Störfestigkeit bei Stromausfall: Während eines möglichen Stromausfalls

Konsistente Kühlkreisläufe und eingebettete Phasenwechselmaterialien gewährleisten die erforderliche thermische Trägheit, um nach Stromausfall und Unterbrechung des Kühlmittelflusses maximal 8–12 Sekunden lang ein stabiles thermisches Gleichgewicht innerhalb des Systems aufrechtzuerhalten. Dies ist entscheidend, um zu verhindern, dass Fotolackschichten vorzeitig kristallisieren, und um sicherzustellen, dass Siliziumsubstrate während der erforderlichen Aktivierung der Notstromsysteme frei von Mikrorissen bleiben. Für die Fertigung in Netzbereichen mit instabiler Stromversorgung (nicht-agiles Netz), in denen Spannungseinbrüche 37 % der thermischen Durchgehrungsereignisse in Halbleitern verursachen, ist eine ausreichende thermische Trägheit der Kältemaschinen und des Gesamtsystems notwendig, um eine unterbrechungsfreie Hochausbeutefertigung sicherzustellen.

VD100背侧.png

Häufig gestellte Fragen

Welche Temperaturstabilität ist für Prozesse erforderlich, die bei der Herstellung von Halbleitern mit Strukturen unter 5 nm benötigt wird?

Für Prozesse zur Herstellung von Halbleitern bei Sub-5-nm-Knoten ist eine thermische Stabilität im Bereich von ±0,02 °C unerlässlich, um nanoskalige Defekte zu eliminieren.

Wie beeinflussen thermische Transienten während der Waferfertigung die Kühlanlagen für die Halbleiterindustrie?

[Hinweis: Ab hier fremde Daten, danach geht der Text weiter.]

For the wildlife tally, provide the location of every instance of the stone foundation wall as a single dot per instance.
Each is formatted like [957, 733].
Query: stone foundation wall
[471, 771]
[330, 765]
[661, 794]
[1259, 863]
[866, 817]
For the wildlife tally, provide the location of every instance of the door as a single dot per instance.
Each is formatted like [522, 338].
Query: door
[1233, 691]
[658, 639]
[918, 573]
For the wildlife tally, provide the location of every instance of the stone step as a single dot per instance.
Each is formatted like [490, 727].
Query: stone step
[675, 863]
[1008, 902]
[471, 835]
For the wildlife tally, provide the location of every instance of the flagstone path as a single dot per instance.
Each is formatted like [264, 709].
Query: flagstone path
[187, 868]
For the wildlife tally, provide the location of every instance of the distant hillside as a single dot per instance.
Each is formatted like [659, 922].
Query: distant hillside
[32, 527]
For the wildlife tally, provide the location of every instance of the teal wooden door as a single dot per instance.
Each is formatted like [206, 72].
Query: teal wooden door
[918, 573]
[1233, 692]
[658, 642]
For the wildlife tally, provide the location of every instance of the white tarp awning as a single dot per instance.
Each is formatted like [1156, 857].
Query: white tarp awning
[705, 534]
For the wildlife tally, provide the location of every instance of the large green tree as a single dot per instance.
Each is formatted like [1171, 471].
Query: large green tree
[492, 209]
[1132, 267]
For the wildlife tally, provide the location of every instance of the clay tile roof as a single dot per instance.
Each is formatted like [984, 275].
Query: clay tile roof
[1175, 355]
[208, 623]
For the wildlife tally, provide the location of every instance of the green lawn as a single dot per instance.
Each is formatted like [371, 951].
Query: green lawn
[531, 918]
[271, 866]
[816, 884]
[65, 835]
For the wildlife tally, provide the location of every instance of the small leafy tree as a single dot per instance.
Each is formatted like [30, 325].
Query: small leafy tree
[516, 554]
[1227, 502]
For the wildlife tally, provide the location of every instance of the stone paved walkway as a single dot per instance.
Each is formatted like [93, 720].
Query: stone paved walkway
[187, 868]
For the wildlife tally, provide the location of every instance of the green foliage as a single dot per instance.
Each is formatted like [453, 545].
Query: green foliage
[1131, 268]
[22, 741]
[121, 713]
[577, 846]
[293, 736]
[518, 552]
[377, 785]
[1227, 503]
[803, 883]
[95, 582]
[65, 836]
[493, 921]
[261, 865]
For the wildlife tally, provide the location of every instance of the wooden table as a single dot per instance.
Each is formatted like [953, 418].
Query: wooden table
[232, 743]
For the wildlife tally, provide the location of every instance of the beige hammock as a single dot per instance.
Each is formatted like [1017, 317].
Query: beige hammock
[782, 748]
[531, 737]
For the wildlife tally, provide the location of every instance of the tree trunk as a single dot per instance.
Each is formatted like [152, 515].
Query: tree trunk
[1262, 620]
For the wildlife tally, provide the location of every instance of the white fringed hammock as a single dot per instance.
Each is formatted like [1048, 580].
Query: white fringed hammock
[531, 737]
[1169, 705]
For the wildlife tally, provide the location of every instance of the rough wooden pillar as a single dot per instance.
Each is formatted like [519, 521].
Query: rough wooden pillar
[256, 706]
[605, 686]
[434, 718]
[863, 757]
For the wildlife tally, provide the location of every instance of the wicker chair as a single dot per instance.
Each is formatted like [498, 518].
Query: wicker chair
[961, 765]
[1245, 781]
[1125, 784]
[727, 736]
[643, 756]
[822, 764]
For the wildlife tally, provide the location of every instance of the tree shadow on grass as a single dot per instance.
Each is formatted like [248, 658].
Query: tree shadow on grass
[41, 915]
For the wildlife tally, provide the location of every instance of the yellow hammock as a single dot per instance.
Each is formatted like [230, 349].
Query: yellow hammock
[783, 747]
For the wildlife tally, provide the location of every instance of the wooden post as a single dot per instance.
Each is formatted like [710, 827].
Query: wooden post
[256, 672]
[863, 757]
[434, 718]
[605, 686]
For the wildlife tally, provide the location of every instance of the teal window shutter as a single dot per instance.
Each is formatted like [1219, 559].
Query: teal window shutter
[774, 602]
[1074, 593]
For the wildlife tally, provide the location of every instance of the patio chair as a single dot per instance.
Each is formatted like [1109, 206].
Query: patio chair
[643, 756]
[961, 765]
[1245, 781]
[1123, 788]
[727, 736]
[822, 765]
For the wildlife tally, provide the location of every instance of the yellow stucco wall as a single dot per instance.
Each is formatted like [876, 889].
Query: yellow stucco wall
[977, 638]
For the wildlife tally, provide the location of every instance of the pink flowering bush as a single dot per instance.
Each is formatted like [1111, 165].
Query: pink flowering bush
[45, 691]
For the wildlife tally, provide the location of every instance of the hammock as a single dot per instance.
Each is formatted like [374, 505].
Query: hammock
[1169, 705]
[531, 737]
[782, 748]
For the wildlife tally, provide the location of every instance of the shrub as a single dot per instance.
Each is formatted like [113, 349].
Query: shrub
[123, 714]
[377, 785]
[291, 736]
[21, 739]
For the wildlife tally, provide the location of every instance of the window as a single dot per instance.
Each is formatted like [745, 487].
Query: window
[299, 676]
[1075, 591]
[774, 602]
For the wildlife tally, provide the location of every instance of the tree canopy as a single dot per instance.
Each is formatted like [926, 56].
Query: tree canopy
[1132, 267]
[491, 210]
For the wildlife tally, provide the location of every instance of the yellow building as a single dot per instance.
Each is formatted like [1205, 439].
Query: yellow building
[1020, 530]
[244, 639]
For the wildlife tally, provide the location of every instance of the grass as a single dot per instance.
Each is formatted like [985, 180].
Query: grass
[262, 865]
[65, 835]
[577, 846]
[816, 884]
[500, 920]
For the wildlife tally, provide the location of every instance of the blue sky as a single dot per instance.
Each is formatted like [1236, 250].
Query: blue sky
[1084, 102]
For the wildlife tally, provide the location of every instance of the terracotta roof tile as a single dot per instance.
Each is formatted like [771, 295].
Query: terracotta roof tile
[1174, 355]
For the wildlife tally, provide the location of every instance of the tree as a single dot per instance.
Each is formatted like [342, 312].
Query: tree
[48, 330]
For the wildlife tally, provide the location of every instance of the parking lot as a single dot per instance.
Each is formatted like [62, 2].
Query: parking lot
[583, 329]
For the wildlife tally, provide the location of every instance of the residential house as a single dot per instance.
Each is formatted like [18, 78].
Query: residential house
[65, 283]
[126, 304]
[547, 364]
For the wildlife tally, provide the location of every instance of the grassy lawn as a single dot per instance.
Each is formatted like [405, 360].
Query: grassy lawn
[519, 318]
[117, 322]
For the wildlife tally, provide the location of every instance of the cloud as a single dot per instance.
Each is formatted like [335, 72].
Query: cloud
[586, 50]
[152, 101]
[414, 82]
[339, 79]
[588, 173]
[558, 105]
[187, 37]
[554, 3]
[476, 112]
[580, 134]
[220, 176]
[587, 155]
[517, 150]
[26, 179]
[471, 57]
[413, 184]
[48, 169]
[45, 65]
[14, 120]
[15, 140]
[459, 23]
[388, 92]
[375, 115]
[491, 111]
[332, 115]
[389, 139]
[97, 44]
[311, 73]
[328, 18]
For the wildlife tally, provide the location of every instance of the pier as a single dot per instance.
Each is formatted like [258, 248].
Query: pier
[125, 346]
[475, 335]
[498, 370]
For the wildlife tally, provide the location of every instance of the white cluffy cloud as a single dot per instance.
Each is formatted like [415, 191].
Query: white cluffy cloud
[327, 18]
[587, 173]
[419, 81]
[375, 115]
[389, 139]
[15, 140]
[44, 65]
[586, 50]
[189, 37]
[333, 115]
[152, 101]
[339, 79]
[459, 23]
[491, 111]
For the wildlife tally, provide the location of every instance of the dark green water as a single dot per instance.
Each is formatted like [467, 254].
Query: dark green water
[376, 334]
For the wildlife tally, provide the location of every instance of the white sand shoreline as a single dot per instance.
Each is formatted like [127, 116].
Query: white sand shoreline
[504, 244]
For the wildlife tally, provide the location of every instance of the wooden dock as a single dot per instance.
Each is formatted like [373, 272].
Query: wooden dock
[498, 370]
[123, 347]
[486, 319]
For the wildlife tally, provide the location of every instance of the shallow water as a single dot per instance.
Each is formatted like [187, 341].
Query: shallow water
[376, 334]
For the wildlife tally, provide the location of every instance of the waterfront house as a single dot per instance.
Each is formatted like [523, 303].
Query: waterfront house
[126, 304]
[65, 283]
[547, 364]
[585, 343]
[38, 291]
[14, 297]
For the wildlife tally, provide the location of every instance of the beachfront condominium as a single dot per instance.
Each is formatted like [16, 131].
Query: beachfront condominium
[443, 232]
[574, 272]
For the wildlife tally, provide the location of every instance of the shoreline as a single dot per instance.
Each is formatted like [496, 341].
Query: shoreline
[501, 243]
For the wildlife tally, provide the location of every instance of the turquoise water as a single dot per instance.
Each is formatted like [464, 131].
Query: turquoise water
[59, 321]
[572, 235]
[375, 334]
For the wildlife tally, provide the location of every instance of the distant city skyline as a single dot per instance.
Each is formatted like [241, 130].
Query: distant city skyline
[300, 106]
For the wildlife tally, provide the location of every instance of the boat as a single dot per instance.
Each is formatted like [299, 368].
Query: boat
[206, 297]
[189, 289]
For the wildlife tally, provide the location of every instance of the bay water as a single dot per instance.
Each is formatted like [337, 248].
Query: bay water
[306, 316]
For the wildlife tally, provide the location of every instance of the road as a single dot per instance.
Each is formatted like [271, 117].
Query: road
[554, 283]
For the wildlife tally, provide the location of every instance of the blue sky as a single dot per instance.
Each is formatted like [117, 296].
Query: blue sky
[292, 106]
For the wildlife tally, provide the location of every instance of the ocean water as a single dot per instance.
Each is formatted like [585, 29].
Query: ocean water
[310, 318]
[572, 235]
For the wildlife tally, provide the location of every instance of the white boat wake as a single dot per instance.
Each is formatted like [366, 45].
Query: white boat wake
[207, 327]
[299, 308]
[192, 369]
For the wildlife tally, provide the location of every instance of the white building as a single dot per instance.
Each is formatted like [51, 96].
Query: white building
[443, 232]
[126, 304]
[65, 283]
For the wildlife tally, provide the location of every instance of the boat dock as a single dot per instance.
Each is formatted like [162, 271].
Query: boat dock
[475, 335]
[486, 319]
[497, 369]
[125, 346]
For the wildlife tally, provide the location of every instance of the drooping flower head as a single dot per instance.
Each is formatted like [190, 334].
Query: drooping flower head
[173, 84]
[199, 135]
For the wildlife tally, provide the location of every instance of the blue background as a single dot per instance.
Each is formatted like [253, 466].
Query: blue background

In der Halbleiterindustrie werden für die Waferfertigung mehrstufige Kälteanlagen, Millikelvin-Sensoren und Mikrokanal-Wärmeaustauscher eingesetzt, um eine gleichmäßige Kühlung sicherzustellen und Transienten während der Fertigung zu eliminieren.

Welche Bedeutung hat die Echtzeiterfassung für das thermische Management von Halbleiterprozessen?

Die Echtzeiterfassung besitzt eine außerordentliche Bedeutung, da eingebettete Sensoren mit Thermosäulen-Detektorarrays differentielle Temperaturprofile überwachen – ein entscheidender Aspekt für adaptive Regelsysteme, um Lastverschiebungen vorherzusagen und die Regelreaktionskurven anzupassen.

Auf welche Weise kann ein adaptives Hardware-Design durch die Integration von Drehzahlverstellbaren Verdichtern unterstützt werden?
Variabelregelbare Verdichter können den Kältemittelstrom in Echtzeit modulieren, wodurch bei Übergängen eine um 70 % geringere Temperaturüberschreitung erreicht wird – ein entscheidender Faktor bei der Herstellung von Halbleitern.

Welche Merkmale eines Halbleiter-Kühlers unterstützen die Stabilität im Falle einer Unterbrechung der Strom- oder Kühlwasserversorgung?
Die Kombination aus redundanten Kühlkreisläufen und eingebetteten Phasenwechselmaterialien verleiht dem System während Störungen thermische Trägheit und gewährleistet über einen ausreichend langen Zeitraum stabile Bedingungen, um die Aktivierung der Batteriestromversorgung zu ermöglichen.